Cela pourrait être un progrès. Mais la Terreur y apparaît comme un instrument historiquement déterminé et sans alternative, qui a permis de résoudre des problèmes d'Etat. Une telle conception n'exclut pas la compassion à l'égard des victimes du Moloch de l'Histoire, mais elle interdit catégoriquement le questionnement sur le caractère criminel de la Terreur et le responsable du crime.
Ceci n'est pas la conséquence d'une volonté d'idéalisation de Staline, mais un effet collatéral naturel d'une réponse à un problème totalement différent : la confirmation de l'idée bien ancrée du bon droit du pouvoir de l'Etat. Le pouvoir se trouve au-dessus des lois morales et juridiques. Il n'a pas de comptes à rendre à la justice étant donné qu'il est guidé par des intérêts d'Etat situés au-dessus des intérêts de l'homme et de la société, au-dessus de la morale et du droit.
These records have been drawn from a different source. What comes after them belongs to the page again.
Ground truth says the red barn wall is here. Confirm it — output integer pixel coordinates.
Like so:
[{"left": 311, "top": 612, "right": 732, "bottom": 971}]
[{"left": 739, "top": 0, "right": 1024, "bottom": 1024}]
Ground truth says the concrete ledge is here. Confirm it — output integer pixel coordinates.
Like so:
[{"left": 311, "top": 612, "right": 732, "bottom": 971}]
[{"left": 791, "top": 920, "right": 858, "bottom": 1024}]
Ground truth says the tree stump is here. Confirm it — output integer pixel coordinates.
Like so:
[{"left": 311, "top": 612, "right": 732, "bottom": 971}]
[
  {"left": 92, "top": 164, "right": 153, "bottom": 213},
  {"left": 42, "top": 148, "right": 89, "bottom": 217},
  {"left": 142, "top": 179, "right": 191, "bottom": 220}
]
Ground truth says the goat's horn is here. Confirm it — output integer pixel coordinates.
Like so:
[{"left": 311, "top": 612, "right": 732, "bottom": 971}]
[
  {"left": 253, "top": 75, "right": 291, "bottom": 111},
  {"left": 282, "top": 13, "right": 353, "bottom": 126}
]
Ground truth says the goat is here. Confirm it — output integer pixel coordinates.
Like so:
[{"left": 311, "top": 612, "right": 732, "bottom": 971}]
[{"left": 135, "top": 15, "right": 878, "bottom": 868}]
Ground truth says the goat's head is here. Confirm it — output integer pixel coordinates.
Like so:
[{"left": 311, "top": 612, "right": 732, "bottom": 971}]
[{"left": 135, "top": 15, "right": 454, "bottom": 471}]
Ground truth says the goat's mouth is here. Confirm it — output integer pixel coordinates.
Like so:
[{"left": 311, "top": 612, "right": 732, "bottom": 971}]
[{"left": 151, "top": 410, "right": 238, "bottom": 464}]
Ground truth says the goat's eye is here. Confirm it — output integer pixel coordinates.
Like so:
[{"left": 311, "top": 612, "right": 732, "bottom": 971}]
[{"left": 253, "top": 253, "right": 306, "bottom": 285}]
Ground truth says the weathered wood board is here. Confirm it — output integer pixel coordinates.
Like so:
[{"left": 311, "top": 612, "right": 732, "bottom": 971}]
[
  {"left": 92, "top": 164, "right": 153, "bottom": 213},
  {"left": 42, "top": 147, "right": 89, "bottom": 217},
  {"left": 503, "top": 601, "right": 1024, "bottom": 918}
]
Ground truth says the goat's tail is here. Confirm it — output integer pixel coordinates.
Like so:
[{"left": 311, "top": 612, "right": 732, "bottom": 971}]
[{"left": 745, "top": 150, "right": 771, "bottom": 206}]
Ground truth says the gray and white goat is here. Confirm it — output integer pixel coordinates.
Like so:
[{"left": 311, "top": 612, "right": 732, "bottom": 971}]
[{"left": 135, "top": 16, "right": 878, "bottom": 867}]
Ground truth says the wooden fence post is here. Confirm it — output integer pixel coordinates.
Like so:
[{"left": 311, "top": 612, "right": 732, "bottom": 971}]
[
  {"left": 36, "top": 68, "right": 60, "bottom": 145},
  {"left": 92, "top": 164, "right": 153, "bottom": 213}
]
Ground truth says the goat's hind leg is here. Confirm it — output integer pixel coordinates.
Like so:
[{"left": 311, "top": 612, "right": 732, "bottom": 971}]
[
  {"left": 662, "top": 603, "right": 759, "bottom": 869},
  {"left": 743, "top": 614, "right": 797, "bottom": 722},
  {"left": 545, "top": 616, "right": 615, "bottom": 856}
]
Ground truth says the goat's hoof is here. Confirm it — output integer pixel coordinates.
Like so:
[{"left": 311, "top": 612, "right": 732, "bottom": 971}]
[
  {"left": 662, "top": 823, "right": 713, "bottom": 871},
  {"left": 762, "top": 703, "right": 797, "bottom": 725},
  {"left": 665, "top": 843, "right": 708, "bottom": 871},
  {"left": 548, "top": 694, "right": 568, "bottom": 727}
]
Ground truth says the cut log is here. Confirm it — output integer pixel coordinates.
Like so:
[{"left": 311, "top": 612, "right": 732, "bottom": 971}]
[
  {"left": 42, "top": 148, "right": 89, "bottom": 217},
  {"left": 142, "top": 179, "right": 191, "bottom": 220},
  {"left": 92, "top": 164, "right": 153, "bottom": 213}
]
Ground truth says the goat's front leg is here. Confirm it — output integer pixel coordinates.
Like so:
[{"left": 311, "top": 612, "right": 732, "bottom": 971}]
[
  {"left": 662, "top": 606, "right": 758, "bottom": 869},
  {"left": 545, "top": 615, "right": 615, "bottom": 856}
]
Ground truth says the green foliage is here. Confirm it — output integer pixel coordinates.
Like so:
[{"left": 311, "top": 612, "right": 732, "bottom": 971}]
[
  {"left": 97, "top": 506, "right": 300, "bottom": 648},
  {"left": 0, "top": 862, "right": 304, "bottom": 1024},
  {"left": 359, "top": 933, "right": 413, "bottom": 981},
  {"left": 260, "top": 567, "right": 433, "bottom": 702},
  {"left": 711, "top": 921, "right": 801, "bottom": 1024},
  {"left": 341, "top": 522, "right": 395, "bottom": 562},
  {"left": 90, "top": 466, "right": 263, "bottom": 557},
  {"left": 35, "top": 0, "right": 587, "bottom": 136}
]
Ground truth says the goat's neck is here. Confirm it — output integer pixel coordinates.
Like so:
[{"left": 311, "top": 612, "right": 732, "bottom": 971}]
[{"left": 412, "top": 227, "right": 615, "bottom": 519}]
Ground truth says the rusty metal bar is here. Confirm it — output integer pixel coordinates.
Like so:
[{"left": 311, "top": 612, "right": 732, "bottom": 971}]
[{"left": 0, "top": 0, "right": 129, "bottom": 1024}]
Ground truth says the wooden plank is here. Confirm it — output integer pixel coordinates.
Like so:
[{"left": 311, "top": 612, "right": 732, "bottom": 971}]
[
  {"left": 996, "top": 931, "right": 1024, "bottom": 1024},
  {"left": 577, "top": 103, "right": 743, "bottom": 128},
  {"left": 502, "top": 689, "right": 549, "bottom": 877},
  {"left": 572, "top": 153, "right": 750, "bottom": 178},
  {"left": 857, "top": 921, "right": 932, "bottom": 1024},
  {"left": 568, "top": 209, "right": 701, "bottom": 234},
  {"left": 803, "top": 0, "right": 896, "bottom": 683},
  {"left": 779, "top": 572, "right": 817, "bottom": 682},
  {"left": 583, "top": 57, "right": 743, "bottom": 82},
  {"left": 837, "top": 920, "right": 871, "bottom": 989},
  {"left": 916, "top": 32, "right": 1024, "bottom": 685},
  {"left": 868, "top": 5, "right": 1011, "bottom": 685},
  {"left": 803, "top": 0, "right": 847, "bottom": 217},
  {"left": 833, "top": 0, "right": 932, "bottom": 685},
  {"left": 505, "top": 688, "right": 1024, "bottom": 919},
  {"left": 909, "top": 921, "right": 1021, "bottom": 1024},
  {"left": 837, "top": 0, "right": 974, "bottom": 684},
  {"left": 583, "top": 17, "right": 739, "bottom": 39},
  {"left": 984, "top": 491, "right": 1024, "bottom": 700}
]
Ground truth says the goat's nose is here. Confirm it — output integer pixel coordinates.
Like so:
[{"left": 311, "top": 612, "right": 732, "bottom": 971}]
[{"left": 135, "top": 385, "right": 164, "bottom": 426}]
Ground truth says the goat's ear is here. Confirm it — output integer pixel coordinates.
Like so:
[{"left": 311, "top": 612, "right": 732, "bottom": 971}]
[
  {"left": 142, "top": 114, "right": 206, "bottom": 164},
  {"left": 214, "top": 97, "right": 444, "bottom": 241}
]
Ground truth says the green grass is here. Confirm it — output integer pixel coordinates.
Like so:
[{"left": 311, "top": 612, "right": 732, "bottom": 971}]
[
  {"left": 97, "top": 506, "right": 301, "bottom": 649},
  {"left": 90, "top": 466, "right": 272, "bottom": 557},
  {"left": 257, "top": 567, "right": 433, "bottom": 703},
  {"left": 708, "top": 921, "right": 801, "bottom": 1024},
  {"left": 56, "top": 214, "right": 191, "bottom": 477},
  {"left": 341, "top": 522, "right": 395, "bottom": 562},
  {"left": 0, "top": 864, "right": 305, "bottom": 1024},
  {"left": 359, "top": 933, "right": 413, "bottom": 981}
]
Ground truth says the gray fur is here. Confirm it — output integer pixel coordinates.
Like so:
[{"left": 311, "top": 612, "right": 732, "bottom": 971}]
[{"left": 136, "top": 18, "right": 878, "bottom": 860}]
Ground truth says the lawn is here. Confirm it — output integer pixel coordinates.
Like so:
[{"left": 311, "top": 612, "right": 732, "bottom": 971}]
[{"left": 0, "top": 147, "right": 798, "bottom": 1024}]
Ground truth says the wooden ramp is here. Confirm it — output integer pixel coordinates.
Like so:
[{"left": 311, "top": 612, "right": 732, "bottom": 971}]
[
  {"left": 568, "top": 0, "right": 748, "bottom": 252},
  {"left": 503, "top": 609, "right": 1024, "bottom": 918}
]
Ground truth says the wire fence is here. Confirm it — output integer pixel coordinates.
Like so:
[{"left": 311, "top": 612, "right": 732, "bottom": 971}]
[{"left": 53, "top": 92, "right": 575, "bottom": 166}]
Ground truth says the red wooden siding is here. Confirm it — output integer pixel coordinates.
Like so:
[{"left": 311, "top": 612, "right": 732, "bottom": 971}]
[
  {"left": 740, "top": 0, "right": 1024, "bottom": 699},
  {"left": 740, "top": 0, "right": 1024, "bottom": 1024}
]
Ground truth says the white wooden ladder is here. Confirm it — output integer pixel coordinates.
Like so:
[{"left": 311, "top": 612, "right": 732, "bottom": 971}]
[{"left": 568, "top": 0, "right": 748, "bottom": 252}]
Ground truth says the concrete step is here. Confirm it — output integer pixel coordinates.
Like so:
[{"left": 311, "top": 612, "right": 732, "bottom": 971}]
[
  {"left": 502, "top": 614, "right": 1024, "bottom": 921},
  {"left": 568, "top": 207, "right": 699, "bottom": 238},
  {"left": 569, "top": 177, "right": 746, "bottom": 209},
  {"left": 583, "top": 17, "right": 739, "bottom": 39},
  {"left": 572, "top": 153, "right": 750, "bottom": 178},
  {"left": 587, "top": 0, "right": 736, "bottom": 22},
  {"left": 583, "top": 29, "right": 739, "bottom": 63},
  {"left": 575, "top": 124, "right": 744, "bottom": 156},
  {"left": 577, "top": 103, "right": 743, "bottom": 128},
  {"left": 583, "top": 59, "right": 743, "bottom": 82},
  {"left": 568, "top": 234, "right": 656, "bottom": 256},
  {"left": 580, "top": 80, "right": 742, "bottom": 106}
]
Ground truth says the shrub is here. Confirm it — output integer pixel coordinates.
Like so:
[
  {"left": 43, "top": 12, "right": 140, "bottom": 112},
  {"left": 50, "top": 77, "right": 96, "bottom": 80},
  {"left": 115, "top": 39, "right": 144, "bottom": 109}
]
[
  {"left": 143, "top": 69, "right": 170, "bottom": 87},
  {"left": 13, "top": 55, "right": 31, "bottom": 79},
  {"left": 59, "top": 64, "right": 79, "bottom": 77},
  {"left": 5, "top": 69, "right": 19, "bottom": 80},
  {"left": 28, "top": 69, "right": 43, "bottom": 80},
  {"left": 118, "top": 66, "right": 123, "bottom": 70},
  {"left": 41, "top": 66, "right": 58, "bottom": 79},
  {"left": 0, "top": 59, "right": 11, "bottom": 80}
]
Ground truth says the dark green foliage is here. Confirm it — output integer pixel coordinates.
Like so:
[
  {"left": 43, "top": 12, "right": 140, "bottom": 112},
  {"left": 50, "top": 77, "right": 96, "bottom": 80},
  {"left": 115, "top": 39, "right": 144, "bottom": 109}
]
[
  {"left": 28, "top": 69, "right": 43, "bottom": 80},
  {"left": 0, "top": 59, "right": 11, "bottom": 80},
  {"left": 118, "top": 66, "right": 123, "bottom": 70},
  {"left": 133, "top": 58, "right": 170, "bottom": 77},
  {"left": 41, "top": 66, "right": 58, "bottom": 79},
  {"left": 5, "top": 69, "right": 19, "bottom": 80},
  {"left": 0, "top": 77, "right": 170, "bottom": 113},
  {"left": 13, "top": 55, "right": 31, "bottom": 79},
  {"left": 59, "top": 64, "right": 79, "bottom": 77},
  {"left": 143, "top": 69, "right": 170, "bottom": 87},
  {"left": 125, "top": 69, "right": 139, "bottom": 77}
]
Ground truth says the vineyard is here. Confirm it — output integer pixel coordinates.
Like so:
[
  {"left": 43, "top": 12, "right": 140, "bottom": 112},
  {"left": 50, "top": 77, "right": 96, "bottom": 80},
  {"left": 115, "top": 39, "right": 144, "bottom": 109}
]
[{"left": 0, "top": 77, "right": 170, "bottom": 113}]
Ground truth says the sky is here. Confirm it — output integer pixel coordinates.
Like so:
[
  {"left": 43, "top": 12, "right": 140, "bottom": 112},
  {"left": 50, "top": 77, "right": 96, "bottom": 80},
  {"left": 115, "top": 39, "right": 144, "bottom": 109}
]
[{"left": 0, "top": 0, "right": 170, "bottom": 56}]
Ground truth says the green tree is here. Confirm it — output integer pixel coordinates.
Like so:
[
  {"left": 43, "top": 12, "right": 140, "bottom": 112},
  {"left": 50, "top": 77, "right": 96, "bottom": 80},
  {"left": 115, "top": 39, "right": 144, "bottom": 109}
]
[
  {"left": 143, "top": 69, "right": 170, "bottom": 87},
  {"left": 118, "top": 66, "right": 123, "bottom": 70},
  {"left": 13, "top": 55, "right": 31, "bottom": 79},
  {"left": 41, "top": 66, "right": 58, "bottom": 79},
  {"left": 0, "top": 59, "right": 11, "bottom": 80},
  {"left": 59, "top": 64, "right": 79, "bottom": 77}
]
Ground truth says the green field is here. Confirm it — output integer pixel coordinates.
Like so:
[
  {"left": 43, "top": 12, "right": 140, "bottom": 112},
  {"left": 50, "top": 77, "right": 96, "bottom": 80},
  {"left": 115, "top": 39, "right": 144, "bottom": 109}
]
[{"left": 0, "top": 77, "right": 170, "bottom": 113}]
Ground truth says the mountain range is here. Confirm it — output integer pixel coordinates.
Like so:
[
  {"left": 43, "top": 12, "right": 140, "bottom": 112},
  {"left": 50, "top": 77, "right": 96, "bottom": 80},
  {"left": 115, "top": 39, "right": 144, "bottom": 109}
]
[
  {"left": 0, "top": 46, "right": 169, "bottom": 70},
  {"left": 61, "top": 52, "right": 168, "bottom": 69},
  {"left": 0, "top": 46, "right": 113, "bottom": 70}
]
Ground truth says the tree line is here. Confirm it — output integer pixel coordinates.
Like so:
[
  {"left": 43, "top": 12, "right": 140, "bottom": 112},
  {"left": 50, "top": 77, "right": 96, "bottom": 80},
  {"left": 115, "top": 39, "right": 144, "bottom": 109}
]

L'Etat a toujours raison - du moins quand il règle ses comptes avec ses ennemis. Cette idée imprègne les nouveaux manuels scolaires du début à la fin, et pas seulement lorsqu'il s'agit de répressions.
Nous avons pu nous convaincre que la mémoire de la Terreur dans la Russie contemporaine existe. Mais cette mémoire est morcelée, fragmentaire, refoulée, assortie d'innombrables réserves et jugements moraux douteux. Cette mémoire, verra-t-elle le jour, dans toute sa plénitude, en accord avec la connaissance historique, analysée sur la base de critères moraux et juridiques, intégrée à la conscience nationale comme élément à valeur culturelle et politique ?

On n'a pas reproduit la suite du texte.